“You’re FIRED!” Donald Trump makes it look easy on his reality television show, The Apprentice, but savvy employers understand that workplace terminations must be carefully planned and executed to reduce the potential for costly legal claims. For most employers, discharging an employee is difficult enough without the additional stress of a lawsuit for wrongful termination, discrimination, retaliation, or other claims under federal and state employment laws.
Employers too often subject themselves to unnecessary liability through hasty decision-making, inadequate investigations, or common misunderstandings of the legal protections afforded to employees. By following a few basic principles, however, employers can reduce the likelihood that successful claims stemming from terminations will be brought against their companies.
Before discharging an employee for misconduct or poor performance, consider taking the following steps to determine whether a lesser punishment might be appropriate.
- Find out what actually happened. Investigate the alleged misconduct by talking to witnesses and reviewing relevant records (such as production records, timecards, absentee reports, and doctors’ notes) before reaching any conclusions. Consider whether the employee would benefit from special training.

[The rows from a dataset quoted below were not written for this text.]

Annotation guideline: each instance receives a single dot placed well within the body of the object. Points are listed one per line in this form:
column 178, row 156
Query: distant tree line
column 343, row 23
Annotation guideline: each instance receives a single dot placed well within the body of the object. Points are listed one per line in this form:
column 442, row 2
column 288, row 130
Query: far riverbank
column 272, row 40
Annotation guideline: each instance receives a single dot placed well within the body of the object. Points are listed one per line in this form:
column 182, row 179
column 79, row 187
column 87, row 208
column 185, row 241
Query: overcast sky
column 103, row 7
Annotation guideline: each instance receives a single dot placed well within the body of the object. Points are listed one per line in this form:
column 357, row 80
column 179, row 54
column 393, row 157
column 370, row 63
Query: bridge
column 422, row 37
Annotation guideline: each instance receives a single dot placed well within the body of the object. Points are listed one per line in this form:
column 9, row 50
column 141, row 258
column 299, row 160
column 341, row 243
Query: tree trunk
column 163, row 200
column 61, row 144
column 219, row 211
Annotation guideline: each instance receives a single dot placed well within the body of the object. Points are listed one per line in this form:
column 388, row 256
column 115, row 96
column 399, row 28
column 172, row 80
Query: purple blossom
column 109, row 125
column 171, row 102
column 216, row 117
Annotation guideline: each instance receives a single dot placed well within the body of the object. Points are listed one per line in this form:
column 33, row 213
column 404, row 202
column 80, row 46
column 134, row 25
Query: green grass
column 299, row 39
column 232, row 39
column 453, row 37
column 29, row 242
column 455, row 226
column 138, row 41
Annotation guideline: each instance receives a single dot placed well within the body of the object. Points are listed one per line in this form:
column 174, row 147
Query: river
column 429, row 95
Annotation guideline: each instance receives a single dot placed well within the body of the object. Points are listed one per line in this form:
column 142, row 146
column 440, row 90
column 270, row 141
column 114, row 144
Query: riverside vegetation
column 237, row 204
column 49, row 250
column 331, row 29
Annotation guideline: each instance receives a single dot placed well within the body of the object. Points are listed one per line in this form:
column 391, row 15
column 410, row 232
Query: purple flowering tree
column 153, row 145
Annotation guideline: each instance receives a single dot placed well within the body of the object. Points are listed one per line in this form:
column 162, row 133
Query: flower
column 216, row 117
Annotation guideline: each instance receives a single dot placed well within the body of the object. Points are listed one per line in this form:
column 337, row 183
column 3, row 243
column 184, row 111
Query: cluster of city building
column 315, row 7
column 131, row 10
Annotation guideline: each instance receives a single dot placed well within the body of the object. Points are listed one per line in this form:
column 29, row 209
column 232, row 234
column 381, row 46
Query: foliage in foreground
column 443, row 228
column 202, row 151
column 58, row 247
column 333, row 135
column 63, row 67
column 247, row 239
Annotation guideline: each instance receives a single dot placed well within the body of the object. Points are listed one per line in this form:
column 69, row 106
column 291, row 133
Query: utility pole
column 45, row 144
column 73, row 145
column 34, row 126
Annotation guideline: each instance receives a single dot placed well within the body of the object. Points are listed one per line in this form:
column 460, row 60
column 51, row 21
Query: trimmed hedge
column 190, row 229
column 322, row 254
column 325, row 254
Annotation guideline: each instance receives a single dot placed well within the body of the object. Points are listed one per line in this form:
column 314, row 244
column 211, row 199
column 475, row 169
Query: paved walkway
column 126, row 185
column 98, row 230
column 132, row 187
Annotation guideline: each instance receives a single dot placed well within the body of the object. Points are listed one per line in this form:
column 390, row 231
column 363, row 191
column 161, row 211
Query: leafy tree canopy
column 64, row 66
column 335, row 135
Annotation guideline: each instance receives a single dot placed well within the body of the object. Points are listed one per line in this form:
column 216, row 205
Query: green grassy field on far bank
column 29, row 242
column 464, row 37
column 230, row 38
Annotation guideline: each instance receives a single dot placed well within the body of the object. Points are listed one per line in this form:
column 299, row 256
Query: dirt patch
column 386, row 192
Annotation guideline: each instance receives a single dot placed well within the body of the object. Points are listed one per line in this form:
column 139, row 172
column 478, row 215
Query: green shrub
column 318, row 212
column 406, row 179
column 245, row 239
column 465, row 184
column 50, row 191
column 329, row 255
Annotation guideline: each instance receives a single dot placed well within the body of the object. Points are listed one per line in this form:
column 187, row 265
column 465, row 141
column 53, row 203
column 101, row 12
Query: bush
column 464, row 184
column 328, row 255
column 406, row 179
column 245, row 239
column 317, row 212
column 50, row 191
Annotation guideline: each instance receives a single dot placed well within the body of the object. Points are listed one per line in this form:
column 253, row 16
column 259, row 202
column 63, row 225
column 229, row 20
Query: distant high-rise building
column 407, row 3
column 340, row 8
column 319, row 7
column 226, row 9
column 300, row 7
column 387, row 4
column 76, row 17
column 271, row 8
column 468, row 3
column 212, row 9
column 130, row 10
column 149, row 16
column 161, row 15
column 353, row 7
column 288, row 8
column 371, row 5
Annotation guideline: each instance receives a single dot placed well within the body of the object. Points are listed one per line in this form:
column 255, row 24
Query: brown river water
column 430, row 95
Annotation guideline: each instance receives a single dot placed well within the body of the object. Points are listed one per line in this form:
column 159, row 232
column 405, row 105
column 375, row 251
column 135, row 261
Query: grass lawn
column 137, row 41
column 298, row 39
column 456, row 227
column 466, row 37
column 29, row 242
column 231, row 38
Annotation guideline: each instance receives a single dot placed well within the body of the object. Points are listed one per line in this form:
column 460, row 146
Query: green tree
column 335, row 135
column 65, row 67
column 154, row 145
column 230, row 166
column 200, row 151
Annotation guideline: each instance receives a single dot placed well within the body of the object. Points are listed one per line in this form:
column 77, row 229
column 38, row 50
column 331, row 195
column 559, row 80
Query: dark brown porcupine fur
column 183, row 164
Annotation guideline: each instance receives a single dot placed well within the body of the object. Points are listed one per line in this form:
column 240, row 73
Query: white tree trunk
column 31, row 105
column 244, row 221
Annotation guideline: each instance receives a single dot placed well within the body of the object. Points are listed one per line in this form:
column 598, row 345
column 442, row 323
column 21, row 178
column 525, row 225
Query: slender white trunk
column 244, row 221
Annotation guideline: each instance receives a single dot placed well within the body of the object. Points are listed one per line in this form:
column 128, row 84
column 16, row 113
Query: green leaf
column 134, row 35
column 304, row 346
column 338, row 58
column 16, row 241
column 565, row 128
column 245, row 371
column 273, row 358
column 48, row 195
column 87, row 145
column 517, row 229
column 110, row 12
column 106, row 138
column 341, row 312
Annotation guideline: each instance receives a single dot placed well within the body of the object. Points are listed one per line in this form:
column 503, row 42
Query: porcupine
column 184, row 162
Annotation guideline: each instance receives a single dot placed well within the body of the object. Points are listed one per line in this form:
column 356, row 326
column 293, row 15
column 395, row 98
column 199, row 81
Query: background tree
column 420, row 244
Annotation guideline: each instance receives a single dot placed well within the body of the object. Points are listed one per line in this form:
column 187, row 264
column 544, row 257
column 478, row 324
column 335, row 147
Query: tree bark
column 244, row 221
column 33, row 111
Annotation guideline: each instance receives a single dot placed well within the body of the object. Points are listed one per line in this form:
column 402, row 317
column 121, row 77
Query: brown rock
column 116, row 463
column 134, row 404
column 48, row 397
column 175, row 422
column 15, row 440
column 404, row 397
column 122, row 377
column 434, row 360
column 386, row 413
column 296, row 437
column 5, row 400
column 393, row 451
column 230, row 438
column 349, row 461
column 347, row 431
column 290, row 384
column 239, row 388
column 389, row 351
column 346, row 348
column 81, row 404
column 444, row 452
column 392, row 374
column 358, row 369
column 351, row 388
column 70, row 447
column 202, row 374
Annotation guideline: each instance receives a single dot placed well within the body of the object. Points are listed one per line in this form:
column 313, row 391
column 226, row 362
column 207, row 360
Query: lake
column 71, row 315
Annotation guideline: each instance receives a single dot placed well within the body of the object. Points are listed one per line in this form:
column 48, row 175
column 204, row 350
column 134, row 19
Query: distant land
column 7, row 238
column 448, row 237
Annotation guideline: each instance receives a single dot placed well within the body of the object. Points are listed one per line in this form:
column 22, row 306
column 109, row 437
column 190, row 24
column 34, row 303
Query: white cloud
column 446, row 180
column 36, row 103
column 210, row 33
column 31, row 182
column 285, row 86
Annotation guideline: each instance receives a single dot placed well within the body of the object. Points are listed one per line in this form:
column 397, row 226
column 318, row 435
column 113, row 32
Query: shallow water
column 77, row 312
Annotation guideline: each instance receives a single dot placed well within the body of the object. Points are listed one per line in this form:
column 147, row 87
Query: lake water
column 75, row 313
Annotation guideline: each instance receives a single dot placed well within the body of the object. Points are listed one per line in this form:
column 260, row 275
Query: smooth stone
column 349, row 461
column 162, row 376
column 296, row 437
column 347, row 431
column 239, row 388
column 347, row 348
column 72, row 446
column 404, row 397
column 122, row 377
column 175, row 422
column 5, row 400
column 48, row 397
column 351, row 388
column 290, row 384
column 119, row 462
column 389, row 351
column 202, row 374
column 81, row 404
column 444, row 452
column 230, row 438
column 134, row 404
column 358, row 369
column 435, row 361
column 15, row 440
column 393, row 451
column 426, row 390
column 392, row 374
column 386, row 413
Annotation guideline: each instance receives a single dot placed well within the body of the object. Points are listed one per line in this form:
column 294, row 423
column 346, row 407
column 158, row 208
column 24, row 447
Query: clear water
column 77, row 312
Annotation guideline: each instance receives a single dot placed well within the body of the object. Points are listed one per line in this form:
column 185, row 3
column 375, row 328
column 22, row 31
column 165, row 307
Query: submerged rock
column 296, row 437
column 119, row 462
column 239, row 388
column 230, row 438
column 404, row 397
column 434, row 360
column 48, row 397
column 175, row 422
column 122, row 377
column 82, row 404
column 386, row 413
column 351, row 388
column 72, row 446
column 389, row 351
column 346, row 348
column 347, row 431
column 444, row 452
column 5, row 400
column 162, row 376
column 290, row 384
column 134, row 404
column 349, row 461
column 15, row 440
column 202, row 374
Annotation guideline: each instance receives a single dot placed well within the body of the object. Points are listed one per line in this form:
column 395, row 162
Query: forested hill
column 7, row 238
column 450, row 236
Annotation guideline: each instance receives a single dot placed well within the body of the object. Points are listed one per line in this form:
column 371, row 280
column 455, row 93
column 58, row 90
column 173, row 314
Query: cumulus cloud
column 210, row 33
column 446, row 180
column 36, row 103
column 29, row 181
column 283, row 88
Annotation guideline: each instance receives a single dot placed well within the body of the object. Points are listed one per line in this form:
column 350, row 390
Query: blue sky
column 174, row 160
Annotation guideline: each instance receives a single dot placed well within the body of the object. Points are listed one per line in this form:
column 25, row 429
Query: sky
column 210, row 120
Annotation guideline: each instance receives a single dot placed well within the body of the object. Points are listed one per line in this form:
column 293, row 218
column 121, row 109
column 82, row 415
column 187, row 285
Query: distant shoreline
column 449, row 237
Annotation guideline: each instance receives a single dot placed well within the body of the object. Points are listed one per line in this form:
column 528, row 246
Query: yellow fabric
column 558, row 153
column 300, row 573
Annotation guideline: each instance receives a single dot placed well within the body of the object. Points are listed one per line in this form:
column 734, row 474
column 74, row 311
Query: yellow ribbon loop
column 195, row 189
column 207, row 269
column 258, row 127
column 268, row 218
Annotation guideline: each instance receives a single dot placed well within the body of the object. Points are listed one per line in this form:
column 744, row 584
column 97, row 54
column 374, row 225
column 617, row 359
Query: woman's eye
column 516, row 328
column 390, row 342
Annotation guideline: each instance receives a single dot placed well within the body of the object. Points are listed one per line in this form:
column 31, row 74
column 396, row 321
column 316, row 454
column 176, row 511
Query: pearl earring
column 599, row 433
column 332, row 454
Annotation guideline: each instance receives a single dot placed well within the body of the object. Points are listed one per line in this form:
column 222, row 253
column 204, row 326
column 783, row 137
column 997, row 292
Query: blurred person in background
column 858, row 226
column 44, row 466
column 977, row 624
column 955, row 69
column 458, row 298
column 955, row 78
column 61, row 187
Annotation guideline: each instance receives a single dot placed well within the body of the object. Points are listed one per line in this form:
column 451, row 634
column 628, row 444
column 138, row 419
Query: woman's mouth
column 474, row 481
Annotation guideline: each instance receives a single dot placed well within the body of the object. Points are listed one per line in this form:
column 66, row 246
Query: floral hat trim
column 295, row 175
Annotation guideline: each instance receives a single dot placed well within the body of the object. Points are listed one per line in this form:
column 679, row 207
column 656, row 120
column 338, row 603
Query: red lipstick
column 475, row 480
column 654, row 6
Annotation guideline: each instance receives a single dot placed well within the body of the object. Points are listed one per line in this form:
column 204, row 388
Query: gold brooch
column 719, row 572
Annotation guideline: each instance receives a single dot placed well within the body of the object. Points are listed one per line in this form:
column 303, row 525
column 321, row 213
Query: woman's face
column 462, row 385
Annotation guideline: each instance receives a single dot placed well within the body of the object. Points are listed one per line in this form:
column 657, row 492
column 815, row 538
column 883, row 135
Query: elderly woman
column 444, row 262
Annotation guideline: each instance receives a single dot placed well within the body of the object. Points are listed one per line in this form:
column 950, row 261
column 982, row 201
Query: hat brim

- Conduct a “due process” interview. Allow the employee a reasonable opportunity to tell his or her side of the story. In doing so, you may learn additional facts that are worth exploring. In addition, you will increase the perception of fairness toward the employee if a jury is ever asked to decide the merits of a subsequent claim.
- Document your findings . . . with caution. For those who remember the television show Dragnet, don’t forget Joe Friday’s famous words: “Just the facts.” Stick to the facts and leave anything that could be construed as a personal opinion or legal conclusion out of your notes. Remember, anything that you write down might be viewed by a jury someday. Thus, a statement that “Johnclearly harassed Sally in violation of the company’s sexual harassment policy” is not something that should necessarily be memorialized in writing.
- Be consistent. Consider the bigger picture before imposing any type of discipline. You are setting a precedent for similar offenses in the future. For instance, if John was late in submitting his timecards and was merely suspended for a day, but Sally committed the same offense and was discharged, how will that look to a jury if Sally pursues a gender discrimination claim?
For better or worse, letting an employee go is sometimes the only reasonable solution. While most states follow the “at will” employment doctrine, don’t be fooled into believing that terminations are without risk. Before discharging an employee, ask yourself:
- Does the employee have an employment contract? If so, have you reviewed it to see if your decision complies with its terms?
- Is the employee involved in union activity or covered by a collective bargaining agreement?
- Does the employee have a disability or medical condition? If so, have you offered the employee a reasonable accommodation or advised the employee of his or her rights under the Family and Medical Leave Act (FMLA)?
- Will the termination violate a state law or public policy against discharging employees (e.g., discharging an employee for attending jury duty, filing a workers’ compensation claim, or refusing to engage in an illegal act)?
- Is there any inference of retaliation raised by the termination (i.e., has the employee recently filed a charge or otherwise complained of discrimination or harassment)?
This list is by no means exhaustive, but if you find yourself answering “yes” to any of these questions, you should stop and reconsider the decision to terminate.
Finally, remember that employees are owed certain obligations even after their employment ends. For instance, under the Virginia Wage Payment Act, a discharged employee’s final paycheck must be issued no later than the next regularly scheduled pay date. Employers must also ensure that applicable continuation coverage notices as required by the Consolidated Omnibus Budget Reconciliation Act of 1985 (COBRA) are issued in a timely manner. In addition, courts have recognized that retaliation can occur even though the employment relationship has ended.
In conclusion, no employer is immune from claims related to a termination, but following the above guidance and working closely with your human resources department or legal counsel can greatly reduce your company’s exposure to potential claims.